Von des Kummers Last gebeugt, stehe ich vor dir, mein Gott, dir mein schmerzerfülltes Herz zu öffnen, vor dir auszuschütten mein bitteres Leid und Weh! Ach, der Gram, der mich drückt, er darf mir nicht auf die Lippen treten außer vor dir, mein Gott; mein Kummer ist nicht derart, daß ich ihn durch Mittheilung mir erleichtern könnte; vielmehr verbergen muß und will ich ihn vor den Augen der Welt, nur das Auge Gottes mag mitleidsvoll darauf niederschauen!

Gattin bin ich; mit dem Manne, den deine Allweisheit mir bestimmte, habe ich vor deinem Angesichte die heiligen Schwüre der Liebe und Treue gewechselt, doch ein eheliches Leben, wo der Gatten Herzen nur für einander schlagen, ihre Wünsche nur freundlich sich begegnen, wo Friede und Liebe wohnt und thront, dies ist ein Glück, wozu, o Gott, du nur deine Auserwählten erkoren hast, mir, ach, ward es nicht zu Theil. – In meinem Hause weilt nicht die Liebe, wohnt nicht die Freundlichkeit und das wechselseitige Entgegenkommen: nur der düstere Geist des Zwistes [93] und der Zwietracht, nur die Mißstimmung und das Mißverständniß mit seinen traurigen Geburten wandelt und waltet darin.

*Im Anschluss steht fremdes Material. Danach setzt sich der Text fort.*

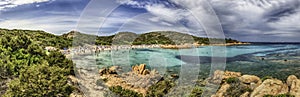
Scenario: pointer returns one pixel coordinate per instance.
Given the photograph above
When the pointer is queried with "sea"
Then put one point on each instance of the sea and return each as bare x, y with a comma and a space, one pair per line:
277, 60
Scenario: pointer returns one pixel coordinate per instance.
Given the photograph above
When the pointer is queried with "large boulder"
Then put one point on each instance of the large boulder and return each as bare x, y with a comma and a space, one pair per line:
107, 71
222, 90
221, 75
140, 69
247, 79
294, 83
270, 87
251, 80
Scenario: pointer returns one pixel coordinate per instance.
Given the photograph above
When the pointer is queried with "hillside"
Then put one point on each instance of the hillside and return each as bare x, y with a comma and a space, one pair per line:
130, 38
27, 70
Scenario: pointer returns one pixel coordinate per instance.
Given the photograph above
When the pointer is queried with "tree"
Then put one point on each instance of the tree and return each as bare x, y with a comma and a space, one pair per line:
40, 81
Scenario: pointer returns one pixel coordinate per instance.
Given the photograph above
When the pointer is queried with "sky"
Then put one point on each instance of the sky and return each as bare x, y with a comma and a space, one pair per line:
244, 20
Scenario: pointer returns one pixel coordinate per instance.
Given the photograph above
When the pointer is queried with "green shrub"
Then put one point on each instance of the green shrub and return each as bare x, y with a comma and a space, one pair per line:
280, 95
40, 81
232, 80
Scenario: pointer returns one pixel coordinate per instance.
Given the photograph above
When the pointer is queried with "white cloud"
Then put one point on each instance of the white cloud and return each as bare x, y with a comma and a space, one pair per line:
49, 24
5, 4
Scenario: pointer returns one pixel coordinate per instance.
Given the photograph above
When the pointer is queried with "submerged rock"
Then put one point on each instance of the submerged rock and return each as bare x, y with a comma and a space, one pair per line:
111, 70
270, 87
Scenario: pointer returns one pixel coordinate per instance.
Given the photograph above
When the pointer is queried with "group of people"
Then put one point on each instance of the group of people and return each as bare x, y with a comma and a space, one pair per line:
97, 49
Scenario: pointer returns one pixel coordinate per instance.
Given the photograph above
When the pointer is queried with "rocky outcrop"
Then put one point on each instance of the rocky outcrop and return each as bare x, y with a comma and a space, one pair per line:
251, 80
270, 87
222, 90
252, 86
111, 70
140, 69
294, 85
221, 75
139, 79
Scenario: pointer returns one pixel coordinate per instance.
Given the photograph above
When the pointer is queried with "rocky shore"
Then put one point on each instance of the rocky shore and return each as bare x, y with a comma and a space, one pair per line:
138, 80
234, 84
142, 82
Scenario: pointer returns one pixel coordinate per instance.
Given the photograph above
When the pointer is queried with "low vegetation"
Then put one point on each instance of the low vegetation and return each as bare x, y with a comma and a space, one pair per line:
34, 73
280, 95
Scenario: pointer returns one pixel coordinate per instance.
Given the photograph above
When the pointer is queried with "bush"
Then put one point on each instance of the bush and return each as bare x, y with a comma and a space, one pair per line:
232, 80
40, 81
124, 92
280, 95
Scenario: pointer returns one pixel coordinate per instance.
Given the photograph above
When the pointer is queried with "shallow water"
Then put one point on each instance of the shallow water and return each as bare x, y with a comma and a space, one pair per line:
279, 60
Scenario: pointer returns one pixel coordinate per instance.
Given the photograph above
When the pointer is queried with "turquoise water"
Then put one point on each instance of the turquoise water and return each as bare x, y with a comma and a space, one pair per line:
168, 56
261, 60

O, mein Gott, was ist ein Leben ohne Liebe, ohne diese pflichtgetreue, gottgesegnete Liebe, die der Gatten Bahn ebnet und mit Rosen schmückt, die eine Welt voll seliger Freuden in ihr Haus führt! Diese Liebe, die ewig sanft und mild die gegenseitigen Fehler mit ihrem Mantel bedeckt, die gegenseitigen Verdienste erhebt und mit Kronen umflicht, die im Opferbringen ihre Freude findet, und im Tragen und Gedulden an Kraft und Feuer wächst: – wo sie fehlt, da giebts nur sündige Triebe, Leidenschaften, die das Herz verzehren, oder es schrumpft das Gemüth unter dem starren, eisigen Hauche der Gleichgiltigkeit zusammen. Weh mir, daß ich unter einem solchen Loose seufzen muß! Unter bitterm Weinen steigen meine Klagen zu dir auf, mein Gott, erbarme dich deiner Magd, Vater, vergib mir, wenn ich vielleicht durch eigene Schuld mein Leid veranlaßt, mein trauriges Geschick mir selbst heraufbeschworen habe. Vor deinem heiligen Angesichte gelobe ich mir’s, hinfort über mich zu wachen, über mein Fühlen und Denken, über mein Thun und Lassen. In dem Streben nach ehelicher Zufriedenheit will ich willig jedes Opfer bringen und jedem Vergnügen entsagen, wo sie es erheischt; ich will still und geduldig meinem Hause, meinem Berufe, meinen Pflichten obliegen, und Milde und Sanftmuth entgegensetzen dem bittern Tadel, dem gereizten verletzenden Worte, und so mein Herz und das meines Gatten bezwingen.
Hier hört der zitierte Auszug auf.